Bella shook her head wordlessly from side to side. Baxter said, “So Lady Blessington did not flee from home because she feared your treatment?”

“Certainly not!” cried Prickett indignantly. “Lady Blessington used to say my visits were the pleasantest part of her week.”

“Then what was the reason for her flight?”

“She was mad,” said the General, “so needed no reason. If she is now sane she will come home with me. If she refuses she is still mad, and it is me duty as her husband to place her in an institution where she will be properly treated. I cannot leave her in a ménage which is turnin me maniac ex-wife into a nurse !”

“But she has not been your wife since she drowned herself,” said Baxter quickly. “The marriage contract says the marriage lasts until death do you part . The only independent witness to the identity of your wife and my ward is the Humane Society official who saw the suicide and retrieved the corpse. Dr. Prickett suggests I gave her a new life. If so I am as much the father and protector of the revived woman as Mr. Hattersley was of the earlier, and as entitled as he once was to present her in marriage to the husband of her choice. Mr. Harker, how does that logic strike you?”

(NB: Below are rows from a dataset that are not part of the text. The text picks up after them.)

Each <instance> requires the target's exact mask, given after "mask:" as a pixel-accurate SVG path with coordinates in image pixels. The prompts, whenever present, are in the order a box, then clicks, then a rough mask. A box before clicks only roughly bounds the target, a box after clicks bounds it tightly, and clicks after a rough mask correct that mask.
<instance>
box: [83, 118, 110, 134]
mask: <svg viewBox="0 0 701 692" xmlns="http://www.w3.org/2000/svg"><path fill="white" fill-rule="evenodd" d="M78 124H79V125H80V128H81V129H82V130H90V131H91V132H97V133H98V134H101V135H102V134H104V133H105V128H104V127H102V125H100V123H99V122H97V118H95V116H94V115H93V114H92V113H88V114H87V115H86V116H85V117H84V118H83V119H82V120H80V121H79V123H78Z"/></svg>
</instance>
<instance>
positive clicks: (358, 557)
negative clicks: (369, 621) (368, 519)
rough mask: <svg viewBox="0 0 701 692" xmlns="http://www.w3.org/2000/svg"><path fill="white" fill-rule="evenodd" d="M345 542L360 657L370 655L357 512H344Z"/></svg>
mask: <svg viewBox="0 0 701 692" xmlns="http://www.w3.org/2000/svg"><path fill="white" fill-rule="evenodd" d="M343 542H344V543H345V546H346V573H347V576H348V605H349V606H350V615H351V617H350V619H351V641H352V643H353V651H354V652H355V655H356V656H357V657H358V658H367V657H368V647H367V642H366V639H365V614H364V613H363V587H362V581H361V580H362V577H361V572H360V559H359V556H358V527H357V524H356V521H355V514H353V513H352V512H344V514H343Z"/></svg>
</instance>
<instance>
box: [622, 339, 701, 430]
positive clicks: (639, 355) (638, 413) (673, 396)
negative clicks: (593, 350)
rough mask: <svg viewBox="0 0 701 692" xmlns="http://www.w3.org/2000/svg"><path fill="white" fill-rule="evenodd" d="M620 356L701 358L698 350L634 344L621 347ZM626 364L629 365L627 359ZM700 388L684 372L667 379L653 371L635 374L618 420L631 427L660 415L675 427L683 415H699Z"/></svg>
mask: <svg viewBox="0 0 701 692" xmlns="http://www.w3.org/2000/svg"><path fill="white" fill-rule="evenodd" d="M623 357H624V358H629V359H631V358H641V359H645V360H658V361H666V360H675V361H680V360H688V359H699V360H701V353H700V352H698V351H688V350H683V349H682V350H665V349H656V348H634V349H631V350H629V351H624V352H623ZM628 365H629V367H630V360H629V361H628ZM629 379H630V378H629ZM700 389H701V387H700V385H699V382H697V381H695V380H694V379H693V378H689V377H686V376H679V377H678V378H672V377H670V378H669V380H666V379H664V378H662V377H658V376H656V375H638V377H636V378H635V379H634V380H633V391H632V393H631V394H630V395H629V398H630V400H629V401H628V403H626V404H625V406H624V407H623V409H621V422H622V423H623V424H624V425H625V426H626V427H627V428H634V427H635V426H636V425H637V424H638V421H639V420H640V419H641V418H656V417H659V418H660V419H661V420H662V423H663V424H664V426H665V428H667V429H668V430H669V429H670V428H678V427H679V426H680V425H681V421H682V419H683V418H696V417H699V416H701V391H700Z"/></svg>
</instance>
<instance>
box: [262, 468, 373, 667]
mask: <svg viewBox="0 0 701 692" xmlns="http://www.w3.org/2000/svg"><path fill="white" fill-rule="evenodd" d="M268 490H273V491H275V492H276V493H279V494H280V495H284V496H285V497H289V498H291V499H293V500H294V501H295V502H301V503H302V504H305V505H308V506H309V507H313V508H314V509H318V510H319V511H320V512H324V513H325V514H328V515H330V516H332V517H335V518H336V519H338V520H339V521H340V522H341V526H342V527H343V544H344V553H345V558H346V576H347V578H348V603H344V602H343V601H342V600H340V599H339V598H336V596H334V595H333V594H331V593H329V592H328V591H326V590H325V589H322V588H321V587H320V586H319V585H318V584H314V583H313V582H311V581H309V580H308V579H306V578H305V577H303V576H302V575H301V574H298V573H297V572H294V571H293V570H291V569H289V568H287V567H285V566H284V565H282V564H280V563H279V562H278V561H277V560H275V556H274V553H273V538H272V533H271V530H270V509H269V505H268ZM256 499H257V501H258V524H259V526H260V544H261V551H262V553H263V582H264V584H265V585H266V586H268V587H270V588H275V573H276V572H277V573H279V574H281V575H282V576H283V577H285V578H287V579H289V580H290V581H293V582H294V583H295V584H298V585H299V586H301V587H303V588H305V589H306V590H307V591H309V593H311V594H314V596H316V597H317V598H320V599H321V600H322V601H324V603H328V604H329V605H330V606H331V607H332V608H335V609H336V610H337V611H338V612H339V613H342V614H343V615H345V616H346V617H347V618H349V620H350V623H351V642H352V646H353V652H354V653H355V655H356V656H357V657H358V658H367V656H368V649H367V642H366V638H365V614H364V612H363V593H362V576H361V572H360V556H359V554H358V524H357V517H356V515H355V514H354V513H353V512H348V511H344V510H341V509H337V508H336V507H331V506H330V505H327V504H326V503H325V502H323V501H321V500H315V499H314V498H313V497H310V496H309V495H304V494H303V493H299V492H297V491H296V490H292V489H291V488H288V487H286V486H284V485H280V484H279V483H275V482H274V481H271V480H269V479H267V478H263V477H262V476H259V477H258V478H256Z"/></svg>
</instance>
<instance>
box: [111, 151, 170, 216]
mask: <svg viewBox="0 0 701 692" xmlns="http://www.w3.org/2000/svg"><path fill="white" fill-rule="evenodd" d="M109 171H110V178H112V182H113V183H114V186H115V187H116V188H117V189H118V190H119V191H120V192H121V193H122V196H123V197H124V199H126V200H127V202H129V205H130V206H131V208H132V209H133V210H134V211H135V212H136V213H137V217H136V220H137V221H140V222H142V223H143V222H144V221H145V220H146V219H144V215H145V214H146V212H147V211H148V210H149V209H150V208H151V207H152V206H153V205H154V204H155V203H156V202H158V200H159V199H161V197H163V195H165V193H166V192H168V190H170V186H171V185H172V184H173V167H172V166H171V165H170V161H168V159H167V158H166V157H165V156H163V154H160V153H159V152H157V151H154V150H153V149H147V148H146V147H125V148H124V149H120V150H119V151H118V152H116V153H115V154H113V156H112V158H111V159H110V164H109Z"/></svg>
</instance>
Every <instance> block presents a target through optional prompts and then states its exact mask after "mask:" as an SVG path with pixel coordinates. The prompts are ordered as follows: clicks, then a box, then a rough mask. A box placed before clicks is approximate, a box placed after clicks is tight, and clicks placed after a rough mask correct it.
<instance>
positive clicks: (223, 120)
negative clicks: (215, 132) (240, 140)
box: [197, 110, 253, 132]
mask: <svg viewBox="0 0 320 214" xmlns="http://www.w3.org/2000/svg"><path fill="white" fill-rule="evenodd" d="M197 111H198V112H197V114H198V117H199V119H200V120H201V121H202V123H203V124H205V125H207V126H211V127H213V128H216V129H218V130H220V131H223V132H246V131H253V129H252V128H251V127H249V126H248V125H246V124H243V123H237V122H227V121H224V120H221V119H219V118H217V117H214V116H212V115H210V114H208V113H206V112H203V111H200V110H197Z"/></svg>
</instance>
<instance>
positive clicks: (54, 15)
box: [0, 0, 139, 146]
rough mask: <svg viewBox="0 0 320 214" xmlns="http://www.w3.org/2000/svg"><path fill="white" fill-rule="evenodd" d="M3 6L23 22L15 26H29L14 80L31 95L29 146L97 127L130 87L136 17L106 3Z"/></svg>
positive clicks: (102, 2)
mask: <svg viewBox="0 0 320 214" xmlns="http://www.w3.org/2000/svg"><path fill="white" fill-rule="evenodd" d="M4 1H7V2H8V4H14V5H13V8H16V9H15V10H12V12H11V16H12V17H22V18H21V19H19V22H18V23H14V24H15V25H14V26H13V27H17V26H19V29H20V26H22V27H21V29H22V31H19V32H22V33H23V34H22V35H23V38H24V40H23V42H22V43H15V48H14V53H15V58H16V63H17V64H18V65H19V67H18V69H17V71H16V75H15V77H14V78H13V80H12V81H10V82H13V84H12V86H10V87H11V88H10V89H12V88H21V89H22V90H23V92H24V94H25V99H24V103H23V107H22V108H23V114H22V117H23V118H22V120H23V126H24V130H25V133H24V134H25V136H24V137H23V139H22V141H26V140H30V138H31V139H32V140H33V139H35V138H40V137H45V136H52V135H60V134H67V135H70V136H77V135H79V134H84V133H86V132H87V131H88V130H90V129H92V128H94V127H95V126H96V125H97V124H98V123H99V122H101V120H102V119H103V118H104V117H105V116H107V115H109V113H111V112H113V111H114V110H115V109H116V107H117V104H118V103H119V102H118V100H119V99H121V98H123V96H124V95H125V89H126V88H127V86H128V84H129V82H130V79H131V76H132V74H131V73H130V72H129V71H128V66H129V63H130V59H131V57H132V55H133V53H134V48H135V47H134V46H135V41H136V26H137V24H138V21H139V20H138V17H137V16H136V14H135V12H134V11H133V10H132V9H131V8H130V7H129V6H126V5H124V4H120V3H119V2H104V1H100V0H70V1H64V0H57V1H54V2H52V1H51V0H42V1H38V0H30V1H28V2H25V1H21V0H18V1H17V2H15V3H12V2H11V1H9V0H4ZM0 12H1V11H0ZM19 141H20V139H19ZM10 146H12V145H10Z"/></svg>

“As piffle, Mr. Baxter: piffle and poppycock,” said the lawyer coolly. “I have no doubt Lady Blessington immersed herself in the Clyde, and no doubt the Humane Society official rescued her. He is paid to rescue people. He called you in to resuscitate her, and you plainly succeeded. You then bribed him to let you abduct her and bring her here where, pretending she was an invalid niece, you used drugs to render her childish, and thus enjoyed her physical charms and amorous weaknesses under the façade of being a good uncle and a kind physician. You even took your mistress on a world tour while playing that rôle! By the time you returned to Glasgow you had tired of her, so connived at her elopement with the unfortunate Duncan Wedderburn. Yesterday I visited poor Wedderburn’s mother, a terribly distressed lady. She told me her son had been bodily, mentally and financially destroyed by the woman he calls Bella Baxter. Were he not now in a locked ward of Glasgow Royal Lunatic Asylum he would be in jail for defrauding his clients of their funds. Your twice discarded mistress returned to you last month, so you quickly arranged to marry her to McCandless, your weak-minded parasite. If this story is put before a British jury they will believe it, because it is the truth. Look, Sir Aubrey! Look at him! The truth has hit him hard!”

With a groan like underground thunder Baxter had left the chair, pressed his hands to his stomach and bent over them, writhing epileptically. I was surprised he did not fall, but not by his distress. The solicitor had mixed facts and lies so cleverly that for a moment even I believed him. But Bella sprang to Baxter’s side, put an arm round his waist and soothed him upright again. This brought me to my senses. If the visitors had never before heard the cold fury of a thoroughly rational Scot, they heard it now.

“Mr. Baxter would be a stone statue if he felt no pain,” I told them. “You have used this wise, kind, self-sacrificing man’s hospitality to call him a freak and a liar. In the hearing of the patient whose life he saved you have accused him of viciously assaulting her. You know nothing of the terrible crack which rings her cranium — had he not tended her like a mother and educated her like a father it would have caused worse than total amnesia: she would be an imbecile. His tour with her was no amorous excursion, but the best way of reintroducing her to a world she had forgotten. He did not connive at her elopement with Wedderburn — he tried to dissuade her, begged me to dissuade her, and when we both failed he gave her means to return to us when she tired of the escapade. No roué discarding a mistress would have done that ! You have also had the insolence to call me — his best friend! Archibald McCandless M.D. of Glasgow Royal Infirmary! — you have dared to call me a low-born ruffian and weak-minded parasite. No wonder that vagal nerve discharge has induced reverse peristalsis and that excess pancreatic juice has irritated the oesophagus causing severe heartburn! And you say his pain at such vilification is a sign of GUILT!!!??? Think black black shame of yourselves, gentlemen. You have almost persuaded me that you are not gentlemen at all.”